Despite the increasing complexity and sophistication of DBMS software over the last several decades, however, there remains a fairly direct and tangible genealogy connecting paper and electronic databases. Though a distinction is sometimes made between *“analog” and “digital” collections of data, in point of fact nearly all databases, regardless of medium, are “digital,” in the sense that they are composed of discrete symbols or numbers. A collection of numerical (or even textual) data stored on paper can be transferred to electronic storage media to be accessed by DBMS, and indeed many of the earliest electronic databases in a variety of fields were simply transcriptions of paper databases to electronic format. When census bureaus began using electronic data, records held on mechanical punched card storage were often directly transferred to magnetic tape. A number of important early scientific databases, including the records of the US National Weather Records Center, the National Library of Medicine bibliographic index, the Atlas of Protein Sequences and Structures, the fossil record, and other collections, began their lives in paper format or other transportable media (e.g., microfilm), and users of these data collections still often refer to pre- and postelectronic versions as “databases.” Indeed, no crucial distinction need be drawn between the media on which data are stored; rather, the advent of computers is notable for the software applications that allow access to data, reporting, and analysis, most of which is now performed by complex automated software algorithms.

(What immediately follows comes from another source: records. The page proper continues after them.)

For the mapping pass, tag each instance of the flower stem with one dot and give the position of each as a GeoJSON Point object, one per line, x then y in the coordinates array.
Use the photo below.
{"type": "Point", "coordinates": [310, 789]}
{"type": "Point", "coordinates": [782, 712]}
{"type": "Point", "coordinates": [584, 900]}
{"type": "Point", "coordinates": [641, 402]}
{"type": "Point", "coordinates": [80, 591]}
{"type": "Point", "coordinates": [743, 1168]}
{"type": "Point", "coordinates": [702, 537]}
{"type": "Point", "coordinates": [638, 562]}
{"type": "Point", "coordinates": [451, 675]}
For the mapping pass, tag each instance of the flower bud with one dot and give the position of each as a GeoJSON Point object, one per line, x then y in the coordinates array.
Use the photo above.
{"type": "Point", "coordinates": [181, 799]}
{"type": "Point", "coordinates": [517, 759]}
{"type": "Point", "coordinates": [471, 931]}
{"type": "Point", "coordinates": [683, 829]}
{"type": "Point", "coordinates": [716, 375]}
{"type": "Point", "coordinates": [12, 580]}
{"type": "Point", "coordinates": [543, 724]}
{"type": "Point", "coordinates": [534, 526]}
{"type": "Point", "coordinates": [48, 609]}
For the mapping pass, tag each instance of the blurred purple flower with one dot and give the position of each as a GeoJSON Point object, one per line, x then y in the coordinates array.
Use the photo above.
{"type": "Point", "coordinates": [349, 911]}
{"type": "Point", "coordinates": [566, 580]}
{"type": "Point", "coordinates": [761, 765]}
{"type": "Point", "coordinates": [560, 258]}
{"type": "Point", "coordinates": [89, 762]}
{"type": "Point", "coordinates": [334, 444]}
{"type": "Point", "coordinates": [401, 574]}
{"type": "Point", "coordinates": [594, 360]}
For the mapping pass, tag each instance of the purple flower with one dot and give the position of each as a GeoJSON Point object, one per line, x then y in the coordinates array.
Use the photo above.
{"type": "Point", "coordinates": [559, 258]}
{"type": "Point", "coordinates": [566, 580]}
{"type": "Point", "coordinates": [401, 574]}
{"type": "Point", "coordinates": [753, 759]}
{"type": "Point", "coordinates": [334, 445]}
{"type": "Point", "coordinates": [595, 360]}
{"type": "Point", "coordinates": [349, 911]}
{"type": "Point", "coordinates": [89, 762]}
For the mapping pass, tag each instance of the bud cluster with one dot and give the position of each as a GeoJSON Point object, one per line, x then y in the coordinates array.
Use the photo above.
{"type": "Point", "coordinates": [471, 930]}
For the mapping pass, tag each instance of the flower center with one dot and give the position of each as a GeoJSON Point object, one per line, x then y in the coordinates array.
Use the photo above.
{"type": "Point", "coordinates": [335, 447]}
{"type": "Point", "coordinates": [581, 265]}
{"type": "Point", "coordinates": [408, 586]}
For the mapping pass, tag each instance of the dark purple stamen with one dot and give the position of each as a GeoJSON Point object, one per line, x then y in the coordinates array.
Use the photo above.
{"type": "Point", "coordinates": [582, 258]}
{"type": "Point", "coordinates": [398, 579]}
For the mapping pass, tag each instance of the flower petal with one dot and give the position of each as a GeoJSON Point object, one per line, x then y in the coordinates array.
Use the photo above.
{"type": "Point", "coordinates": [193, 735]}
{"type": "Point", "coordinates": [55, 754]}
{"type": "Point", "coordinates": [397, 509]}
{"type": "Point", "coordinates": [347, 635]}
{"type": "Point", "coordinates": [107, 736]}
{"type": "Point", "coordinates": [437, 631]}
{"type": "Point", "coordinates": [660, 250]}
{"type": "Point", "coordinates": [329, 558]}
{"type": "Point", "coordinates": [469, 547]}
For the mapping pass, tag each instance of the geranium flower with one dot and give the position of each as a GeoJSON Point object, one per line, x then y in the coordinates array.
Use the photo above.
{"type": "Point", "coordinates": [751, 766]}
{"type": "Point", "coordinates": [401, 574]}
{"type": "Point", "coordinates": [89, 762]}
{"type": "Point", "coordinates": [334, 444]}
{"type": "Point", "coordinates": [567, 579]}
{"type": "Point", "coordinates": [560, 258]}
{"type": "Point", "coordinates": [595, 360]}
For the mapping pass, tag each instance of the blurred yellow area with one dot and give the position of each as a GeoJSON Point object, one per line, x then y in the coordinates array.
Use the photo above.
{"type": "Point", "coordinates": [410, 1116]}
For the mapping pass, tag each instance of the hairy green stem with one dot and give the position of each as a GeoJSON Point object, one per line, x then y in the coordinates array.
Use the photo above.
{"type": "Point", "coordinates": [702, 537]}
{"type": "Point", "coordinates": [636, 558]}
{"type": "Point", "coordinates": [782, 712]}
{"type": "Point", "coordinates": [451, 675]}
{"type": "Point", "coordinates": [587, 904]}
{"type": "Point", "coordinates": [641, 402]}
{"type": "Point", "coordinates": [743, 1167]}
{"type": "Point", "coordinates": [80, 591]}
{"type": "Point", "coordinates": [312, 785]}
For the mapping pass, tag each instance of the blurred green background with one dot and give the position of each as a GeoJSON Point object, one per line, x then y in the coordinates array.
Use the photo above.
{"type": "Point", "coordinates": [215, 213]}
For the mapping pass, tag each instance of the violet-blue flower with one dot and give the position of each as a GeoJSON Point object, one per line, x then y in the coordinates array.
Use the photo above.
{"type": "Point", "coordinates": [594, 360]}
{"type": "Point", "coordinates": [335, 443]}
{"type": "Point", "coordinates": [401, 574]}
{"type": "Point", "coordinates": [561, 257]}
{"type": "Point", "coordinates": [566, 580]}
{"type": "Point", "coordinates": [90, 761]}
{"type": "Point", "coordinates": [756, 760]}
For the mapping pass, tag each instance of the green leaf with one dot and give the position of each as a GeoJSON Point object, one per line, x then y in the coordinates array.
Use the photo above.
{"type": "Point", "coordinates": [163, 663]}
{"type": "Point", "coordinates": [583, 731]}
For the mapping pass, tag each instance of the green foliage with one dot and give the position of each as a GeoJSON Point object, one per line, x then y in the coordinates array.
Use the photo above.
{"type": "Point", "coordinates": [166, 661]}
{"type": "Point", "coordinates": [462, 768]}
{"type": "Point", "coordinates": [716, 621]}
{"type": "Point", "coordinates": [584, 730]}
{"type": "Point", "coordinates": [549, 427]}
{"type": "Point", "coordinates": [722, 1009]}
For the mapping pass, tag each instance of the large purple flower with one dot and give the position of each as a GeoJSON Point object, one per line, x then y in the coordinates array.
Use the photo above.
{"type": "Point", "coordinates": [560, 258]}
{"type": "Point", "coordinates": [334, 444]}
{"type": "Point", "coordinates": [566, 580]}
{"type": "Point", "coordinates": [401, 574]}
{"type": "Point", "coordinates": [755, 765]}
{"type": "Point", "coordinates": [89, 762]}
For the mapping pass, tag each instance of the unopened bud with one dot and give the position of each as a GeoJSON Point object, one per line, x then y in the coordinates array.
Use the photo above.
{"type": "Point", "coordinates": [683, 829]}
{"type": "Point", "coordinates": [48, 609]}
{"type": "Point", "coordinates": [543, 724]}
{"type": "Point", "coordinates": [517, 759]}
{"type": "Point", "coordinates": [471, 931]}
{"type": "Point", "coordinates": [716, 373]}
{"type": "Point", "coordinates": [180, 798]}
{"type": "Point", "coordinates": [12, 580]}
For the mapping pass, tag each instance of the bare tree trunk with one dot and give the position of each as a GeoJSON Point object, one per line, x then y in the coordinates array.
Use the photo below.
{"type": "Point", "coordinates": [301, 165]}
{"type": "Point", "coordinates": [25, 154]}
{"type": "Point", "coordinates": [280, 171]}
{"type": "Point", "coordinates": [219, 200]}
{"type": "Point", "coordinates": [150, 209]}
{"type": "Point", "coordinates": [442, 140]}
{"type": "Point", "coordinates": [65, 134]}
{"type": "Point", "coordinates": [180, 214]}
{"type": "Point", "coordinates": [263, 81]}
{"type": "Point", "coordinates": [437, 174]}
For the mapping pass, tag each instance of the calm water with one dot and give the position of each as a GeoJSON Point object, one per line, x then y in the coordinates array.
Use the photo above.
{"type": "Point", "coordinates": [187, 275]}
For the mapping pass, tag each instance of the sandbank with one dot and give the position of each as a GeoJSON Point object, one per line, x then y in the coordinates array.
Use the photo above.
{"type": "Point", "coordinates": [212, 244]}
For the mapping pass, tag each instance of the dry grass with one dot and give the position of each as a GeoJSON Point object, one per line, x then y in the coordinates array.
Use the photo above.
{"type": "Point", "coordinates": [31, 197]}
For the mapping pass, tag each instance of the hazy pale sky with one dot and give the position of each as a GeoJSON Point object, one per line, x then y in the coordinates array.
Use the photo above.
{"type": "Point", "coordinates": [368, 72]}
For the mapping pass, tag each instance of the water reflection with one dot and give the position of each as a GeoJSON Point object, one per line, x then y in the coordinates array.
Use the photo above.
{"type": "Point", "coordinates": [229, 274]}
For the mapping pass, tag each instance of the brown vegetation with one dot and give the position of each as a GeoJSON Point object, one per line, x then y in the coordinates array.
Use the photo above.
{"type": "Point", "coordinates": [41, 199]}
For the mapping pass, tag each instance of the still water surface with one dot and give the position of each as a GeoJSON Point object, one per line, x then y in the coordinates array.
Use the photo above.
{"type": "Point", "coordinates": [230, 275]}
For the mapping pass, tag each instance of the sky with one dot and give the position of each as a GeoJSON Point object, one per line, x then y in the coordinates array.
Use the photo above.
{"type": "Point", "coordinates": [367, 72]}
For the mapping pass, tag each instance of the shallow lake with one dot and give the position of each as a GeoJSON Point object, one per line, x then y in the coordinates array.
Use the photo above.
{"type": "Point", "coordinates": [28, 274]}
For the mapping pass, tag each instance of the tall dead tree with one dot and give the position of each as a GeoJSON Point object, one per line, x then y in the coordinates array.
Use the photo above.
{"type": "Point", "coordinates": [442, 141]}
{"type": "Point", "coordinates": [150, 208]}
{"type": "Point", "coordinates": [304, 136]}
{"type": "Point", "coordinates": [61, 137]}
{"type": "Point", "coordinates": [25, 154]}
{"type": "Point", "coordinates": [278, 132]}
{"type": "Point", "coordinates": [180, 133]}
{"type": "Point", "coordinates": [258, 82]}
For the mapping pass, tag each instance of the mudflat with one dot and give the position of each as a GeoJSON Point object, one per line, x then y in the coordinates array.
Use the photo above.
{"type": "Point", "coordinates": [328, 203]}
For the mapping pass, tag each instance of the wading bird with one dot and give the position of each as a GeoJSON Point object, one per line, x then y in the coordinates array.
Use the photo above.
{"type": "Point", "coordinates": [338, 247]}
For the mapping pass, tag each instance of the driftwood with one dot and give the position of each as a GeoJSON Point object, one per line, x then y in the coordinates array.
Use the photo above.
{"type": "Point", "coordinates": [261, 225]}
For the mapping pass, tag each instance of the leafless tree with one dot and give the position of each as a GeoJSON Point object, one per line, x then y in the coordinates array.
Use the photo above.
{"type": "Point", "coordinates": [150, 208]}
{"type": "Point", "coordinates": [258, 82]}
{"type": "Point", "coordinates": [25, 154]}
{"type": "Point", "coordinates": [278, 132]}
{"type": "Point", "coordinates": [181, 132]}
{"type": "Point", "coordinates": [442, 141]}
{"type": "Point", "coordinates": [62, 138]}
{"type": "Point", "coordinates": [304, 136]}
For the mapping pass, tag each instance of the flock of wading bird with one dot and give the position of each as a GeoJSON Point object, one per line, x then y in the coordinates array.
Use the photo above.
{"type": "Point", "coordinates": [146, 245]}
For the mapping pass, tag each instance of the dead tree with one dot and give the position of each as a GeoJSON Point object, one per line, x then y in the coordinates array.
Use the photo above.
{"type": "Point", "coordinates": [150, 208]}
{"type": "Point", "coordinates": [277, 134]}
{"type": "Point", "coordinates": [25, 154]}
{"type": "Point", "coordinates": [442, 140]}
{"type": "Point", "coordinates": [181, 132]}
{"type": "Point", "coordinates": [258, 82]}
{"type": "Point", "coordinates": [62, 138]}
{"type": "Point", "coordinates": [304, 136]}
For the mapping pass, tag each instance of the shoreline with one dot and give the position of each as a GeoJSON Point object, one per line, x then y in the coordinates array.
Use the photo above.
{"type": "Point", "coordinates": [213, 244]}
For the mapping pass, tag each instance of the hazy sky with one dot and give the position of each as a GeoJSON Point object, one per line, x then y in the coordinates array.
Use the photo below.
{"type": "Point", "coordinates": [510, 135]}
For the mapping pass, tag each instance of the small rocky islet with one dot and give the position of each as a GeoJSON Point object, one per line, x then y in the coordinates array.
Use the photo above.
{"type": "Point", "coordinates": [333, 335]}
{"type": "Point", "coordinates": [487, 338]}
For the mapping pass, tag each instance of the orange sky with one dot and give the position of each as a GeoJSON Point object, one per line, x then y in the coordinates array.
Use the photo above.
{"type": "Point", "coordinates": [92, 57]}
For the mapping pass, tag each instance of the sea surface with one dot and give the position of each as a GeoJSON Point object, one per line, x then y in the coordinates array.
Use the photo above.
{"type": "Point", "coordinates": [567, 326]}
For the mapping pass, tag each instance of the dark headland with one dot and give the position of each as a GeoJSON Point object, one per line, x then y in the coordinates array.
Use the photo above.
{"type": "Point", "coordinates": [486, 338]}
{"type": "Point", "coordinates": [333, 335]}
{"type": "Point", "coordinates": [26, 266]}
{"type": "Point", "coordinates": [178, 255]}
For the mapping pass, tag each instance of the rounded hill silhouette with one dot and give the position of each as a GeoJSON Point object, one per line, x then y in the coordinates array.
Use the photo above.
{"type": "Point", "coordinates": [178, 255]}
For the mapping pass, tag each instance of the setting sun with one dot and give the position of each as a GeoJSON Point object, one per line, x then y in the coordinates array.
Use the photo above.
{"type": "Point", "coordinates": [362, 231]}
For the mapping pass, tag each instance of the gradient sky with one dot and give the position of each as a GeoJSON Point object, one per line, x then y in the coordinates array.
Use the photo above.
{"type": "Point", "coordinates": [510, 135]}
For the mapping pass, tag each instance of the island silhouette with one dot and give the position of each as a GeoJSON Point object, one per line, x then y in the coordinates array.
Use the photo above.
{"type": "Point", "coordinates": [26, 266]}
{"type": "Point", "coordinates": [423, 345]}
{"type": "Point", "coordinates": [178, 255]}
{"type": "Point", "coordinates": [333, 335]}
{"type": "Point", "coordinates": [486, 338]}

The database is a dominant feature of modern life in countless, inescapable ways, but its emergence as a “central cultural form” is part of a much longer history of collecting, storing, analyzing, and valuing data stretching back centuries.

David Sepkoski

`FURTHER READING`

Ann Blair, Too Much to Know, 2010; Geoffrey Bowker, Memory Practices in the Sciences, 2008; Lisa Gitelman, ed., “Raw Data” Is an Oxymoron, 2013; Thomas Haigh, “ ‘A Veritable Bucket of Facts’: Origins of the Data Base Management System,” SIGMOD Record 35 (2006): 33–49; Albert H. Rubenstein, “Problems in the Measurement of Interpersonal Communication in an Ongoing Situation,” Sociometry 16 (1953): 78–100; David Sepkoski, “The Database before the Computer?,” Osiris 32 (2017): 175–201; Bruno J. Strasser and Paul Edwards, “Big Data Is the Answer … but What Is the Question?,” Osiris 32 (2017): 328–45; System Development Corp., “Technical Memo,” TM-WD-16/007/00, 1962; Paul Wright, Cataloging the World, 2013.